Es probable que la mayoría de comentarios que se oyen alrededor del Plan de Ordenamiento Territorial, vengan de donde vengan, son negativos. Son opiniones que se hacen por el sólo ejercicio del derecho individual de quejarse y mucho más cuando quienes las manifiestan, se sienten afectados en sus intereses personales. Pero adolecen de un defecto: no son opiniones calificadas. La opinión calificada es aquella que en este caso, sin que se tenga que ser especialista en urbanismo o en planeamiento urbano, se emite tras consultar los documentos que con carácter de inventario y diagnóstico fundamentan lo que finalmente se adopta como norma, programa o proyecto.

Ese documento maestro se puede y se debe someter a reajustes que permitan acercarlo más a la real dinámica de transformación urbana

Casi tres años después de aprobada por el Concejo Municipal la versión vigente del POT para el Municipio de Santiago de Cali, este comentario parece anacrónico. Pero no lo es si se recuerda que ese documento maestro se puede y se debe someter a reajustes que permitan acercarlo más a la real dinámica de transformación urbana de la ciudad y su entorno de corregimientos. En muchos casos el Expediente Urbano sirve como documento base para sugerir ajustes basados en experiencias directas de la puesta en práctica de uno o varios proyectos o aplicaciones de normas. Sin embargo esta alternativa no se da porque no hay un mecanismo práctico que resuelva el tema metodológico de cómo recibir y manejar las observaciones provenientes de organizaciones de la comunidad y de los gremios. Un mecanismo que estimule y canalice temas tan variados como una norma inaplicable o un proyecto puntual que no se implementa.

Hacia el año 2000, rumbo al Acuerdo 069, primera versión del POT, se había implementado el entonces llamado Taller de la Ciudad, un espacio en el cual era posible manifestar dudas, pedir aclaraciones y sugerir cambios en la formulación de aspectos muy variados. Probablemente al mecanismo le faltaba mucho afinamiento, pero este no era posible sino sobre la evaluación de su propia experiencia. Pero ese instrumento de participación se eliminó. Corrió la suerte de aquellas iniciativas que desaparecen cuando se cambia de alcalde, como si la participación ciudadana, que este era un asunto de tal carácter, tuviese que inventarse con cada nuevo mandatario.

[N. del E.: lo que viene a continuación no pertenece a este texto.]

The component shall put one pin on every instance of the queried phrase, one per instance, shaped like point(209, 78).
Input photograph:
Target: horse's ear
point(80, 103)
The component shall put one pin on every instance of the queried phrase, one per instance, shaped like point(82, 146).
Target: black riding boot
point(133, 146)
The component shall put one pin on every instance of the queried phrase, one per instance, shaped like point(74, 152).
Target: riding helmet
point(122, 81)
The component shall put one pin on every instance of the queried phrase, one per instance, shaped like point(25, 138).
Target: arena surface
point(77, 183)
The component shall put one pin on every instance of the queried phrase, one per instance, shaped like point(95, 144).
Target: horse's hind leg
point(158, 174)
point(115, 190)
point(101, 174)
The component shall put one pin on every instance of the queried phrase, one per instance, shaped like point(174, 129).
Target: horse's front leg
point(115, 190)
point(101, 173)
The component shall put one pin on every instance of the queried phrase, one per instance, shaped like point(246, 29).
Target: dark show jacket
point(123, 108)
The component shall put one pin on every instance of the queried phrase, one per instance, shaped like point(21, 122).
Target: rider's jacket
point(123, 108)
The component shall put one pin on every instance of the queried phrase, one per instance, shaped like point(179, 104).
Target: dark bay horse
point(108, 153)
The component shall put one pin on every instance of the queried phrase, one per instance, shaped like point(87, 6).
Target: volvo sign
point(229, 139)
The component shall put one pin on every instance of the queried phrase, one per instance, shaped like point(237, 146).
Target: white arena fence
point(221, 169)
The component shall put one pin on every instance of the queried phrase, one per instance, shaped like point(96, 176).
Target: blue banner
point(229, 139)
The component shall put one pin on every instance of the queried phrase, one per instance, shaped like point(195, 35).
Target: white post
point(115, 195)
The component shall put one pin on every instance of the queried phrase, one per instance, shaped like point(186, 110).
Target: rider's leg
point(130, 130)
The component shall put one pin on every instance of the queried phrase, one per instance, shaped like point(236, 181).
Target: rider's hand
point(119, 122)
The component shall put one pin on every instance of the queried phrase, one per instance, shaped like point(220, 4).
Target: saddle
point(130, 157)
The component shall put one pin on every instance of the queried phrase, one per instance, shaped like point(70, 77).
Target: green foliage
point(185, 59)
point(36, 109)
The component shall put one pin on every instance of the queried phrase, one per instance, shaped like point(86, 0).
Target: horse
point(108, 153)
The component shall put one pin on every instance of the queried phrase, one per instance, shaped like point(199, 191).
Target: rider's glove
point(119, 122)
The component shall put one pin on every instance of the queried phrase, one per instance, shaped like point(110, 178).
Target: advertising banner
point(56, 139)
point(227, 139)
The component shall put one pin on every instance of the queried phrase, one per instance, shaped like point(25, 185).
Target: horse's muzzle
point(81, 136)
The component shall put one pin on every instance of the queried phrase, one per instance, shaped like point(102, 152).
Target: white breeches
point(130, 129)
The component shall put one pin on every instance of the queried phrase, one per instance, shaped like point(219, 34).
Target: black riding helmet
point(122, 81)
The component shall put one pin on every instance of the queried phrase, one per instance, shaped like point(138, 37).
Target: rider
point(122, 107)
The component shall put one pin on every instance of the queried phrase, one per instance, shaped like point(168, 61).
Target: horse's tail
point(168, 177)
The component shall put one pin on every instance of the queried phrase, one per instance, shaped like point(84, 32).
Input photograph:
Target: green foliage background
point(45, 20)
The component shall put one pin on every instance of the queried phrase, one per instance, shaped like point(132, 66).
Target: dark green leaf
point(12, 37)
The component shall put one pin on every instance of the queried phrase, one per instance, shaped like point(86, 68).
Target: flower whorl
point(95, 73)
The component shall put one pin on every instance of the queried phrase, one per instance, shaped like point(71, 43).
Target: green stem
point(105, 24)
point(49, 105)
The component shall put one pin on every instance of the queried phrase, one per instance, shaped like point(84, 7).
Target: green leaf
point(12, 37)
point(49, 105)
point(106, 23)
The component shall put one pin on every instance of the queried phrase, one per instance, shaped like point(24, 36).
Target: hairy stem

El proceso de debate público del segundo borrador de la propuesta del Plan Integral de Movilidad Urbana, tiende a repetir el melancólico proceso de debate

Estas reflexiones se plantean hoy porque el proceso de debate público del segundo borrador de la propuesta del Plan Integral de Movilidad Urbana, tiende a repetir el melancólico proceso de debate público que se dio para la formulación del POT versión 2014. El gobierno municipal cumple con el mandato de ley que le ordena exponer ante la comunidad los avances en la definición del PIMU, pero la respuesta ciudadana a la convocatoria para conocer los términos en que se está adelantando este Plan Maestro y debatirlo, es lánguida.

Esto se puede concluir de la presentación que se hizo el pasado día miércoles 29 de marzo en la Universidad Icesi, cuando 15 espectadores escuchamos la presentación que hicieron los profesionales responsables de adelantar el proceso de definición del Plan Integral de Movilidad Urbana que debe aprobarse en el presente año. Quizás dentro de un año, cuando tengamos que respetar un pico y placa dos días a la semana y nos multen por estacionar en cualquier calle, estaremos en la misma situación de los críticos del POT mencionados en el encabezamiento de estos comentarios.